Through a web-based platform, Asthmatic Spaces will bridge the gaps between the hard sciences, social sciences, and government agencies by creating a multifaceted forum to encourage collaborative, integrative, and holistic approaches to chronic disease management. Using the latest innovations in object-oriented content management, the online forum will provide dynamic and integrated representations of the broad range of qualitative and quantitative research on asthma.
The home of the Texas Medical Center, the largest medical complex in the world, and the site of massive urban expansion, Houston is an ideal base for this project. Researchers from Baylor College of Medicine, the University of Texas Medical Branch - Galveston, and the University of Houston have already begun to collaborate with Houston public health officials and non-profit organizations in a conference hosted by The Honors College of Houston last fall. Planning has begun on the 2010 conference, "Seeing Health: Innovations in Qualitative and Quantitative Inquiry."
Why study Asthma?
Because genetic, environmental, and political factors all contribute to the disease, asthma serves as an excellent test field to bring together scientific research and social concerns. And because the treatment of asthma requires that no factor be considered in isolation, creative and integrative responses to the problem are necessary.

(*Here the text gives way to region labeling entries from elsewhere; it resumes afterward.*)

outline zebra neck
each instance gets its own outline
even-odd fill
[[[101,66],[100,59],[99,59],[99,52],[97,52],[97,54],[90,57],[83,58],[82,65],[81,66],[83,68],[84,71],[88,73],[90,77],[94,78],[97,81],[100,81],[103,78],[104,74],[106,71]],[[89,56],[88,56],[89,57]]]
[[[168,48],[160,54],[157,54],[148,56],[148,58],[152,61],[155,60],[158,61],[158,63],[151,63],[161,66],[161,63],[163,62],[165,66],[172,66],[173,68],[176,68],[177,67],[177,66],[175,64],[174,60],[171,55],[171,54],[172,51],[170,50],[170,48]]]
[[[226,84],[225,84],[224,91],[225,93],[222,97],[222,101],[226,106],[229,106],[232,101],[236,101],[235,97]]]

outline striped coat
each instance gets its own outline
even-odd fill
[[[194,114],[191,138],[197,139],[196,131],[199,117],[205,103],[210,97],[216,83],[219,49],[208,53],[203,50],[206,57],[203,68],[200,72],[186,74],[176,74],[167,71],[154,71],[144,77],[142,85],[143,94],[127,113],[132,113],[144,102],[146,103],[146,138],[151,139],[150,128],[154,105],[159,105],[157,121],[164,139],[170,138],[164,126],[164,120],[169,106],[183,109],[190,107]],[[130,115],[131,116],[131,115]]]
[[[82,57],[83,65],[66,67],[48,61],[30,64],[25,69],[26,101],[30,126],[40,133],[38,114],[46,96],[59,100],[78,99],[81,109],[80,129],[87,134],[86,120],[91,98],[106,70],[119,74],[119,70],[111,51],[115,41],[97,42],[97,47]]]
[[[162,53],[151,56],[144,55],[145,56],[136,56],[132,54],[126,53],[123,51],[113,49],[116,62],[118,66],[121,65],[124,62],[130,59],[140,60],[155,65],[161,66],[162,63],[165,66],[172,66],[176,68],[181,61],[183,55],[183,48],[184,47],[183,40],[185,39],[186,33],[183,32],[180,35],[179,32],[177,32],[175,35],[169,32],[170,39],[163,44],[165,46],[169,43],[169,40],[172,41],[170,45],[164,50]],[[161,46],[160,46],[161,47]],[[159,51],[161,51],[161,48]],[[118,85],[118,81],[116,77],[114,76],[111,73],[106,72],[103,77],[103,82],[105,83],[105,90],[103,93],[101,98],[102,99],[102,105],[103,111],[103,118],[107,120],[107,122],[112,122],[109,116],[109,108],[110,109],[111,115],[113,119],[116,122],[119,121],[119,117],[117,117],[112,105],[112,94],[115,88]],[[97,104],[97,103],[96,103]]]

In the Long Run: Creating a Better Model for Research
Asthmatic Spaces will contribute to the broader transformation of cultures of research by creating virtual and physical environments in which multiple stakeholders - governmental, academic, medical, and corporate – can safely exchange and develop new responses to old problems.
And because it involves the research contributions of undergraduate researchers, Asthmatic Spaces cultivates the next generation of researchers in science, technology, engineering, math, and related fields. These future professionals will enter their postgraduate careers with broader perspectives on the problems, health-related and otherwise, of tomorrow.